Change doesn’t happen overnight. It is best felt over time, as illustrated in a popular 1990’s movie, A River Runs Through It. In the movie, timeless drops of water trickle over the rocks from our basement of time; this is what changes the course of the river. Floods can drive change faster, but in our daily lives, we generally need to follow the adage “the gains from change must outweigh the pains.” I believe we all need to be thinking about this undercurrent. What do we really need to gain in our quest for a better workers’ compensation system?
- Every state may tout a different problem to solve, but overall our system is pretty sound.
- Our system exists to support injured workers in their healing and get them back to productive work.

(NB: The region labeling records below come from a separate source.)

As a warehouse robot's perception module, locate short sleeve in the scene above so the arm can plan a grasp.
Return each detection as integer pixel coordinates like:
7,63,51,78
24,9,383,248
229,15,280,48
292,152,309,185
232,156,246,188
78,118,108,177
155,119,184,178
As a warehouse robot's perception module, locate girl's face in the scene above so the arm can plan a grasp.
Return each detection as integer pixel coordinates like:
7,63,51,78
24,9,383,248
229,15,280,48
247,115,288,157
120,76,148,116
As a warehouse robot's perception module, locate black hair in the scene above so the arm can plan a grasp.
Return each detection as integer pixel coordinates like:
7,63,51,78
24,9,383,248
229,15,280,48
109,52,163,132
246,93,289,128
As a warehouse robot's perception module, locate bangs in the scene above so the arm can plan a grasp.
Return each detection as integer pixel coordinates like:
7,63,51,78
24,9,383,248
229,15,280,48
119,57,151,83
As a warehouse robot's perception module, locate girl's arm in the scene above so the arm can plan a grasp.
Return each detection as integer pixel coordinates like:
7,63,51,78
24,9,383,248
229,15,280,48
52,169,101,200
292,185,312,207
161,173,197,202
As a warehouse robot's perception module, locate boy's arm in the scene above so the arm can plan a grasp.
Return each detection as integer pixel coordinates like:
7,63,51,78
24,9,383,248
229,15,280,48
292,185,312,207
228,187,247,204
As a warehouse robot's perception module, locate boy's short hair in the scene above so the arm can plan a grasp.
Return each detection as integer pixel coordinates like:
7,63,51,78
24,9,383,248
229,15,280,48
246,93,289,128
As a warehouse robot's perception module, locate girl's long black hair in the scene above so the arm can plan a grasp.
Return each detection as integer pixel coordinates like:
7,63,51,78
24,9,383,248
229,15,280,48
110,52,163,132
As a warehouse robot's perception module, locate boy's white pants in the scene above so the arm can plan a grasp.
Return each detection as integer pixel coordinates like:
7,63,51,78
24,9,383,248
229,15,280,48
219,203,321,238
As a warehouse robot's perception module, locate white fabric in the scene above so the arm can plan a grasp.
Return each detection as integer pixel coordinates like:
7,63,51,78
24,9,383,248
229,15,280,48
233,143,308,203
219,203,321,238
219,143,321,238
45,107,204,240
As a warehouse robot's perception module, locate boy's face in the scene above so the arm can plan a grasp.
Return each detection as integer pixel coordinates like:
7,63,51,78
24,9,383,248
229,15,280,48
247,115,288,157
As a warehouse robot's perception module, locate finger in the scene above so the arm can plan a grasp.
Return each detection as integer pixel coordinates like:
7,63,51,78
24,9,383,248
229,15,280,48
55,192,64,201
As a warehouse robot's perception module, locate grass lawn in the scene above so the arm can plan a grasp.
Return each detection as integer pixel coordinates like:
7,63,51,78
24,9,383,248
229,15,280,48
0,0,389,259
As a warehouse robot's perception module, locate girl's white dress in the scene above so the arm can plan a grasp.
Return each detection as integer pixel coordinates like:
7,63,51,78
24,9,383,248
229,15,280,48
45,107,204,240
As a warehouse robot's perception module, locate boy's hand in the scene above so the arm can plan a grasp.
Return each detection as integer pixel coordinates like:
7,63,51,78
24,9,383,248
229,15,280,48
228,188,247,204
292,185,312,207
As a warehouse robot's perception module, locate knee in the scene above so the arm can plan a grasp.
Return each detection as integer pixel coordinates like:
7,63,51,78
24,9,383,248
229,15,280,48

- Unless workers’ compensation becomes a government subsidized program, insurance costs must be balanced with the benefit costs
What are your rocks, and what raindrops are needed to change the course? What words do you have that create an effective conversation that creates timeless change?
I will not be haunted by the waters.
Reference from A River Runs Through It – inspiration from Woodsworth:
“Each one of us here today will at one time in our lives look upon a loved one who is in need and ask the same question: We are willing to help, Lord, but what, if anything, is needed? For it is true we can seldom help those closest to us. Either we don’t know what part of ourselves to give or, more often than not, the part we have to give is not wanted. And so it is those we live with and should know who elude us. But we can still love them – we can love completely without complete understanding.”
“Eventually, all things merge into one, and a river runs through it. The river was cut by the world’s great flood and runs over rocks from the basement of time. On some of the rocks are timeless raindrops. Under the rocks are the words, and some of the words are theirs. I am haunted by waters.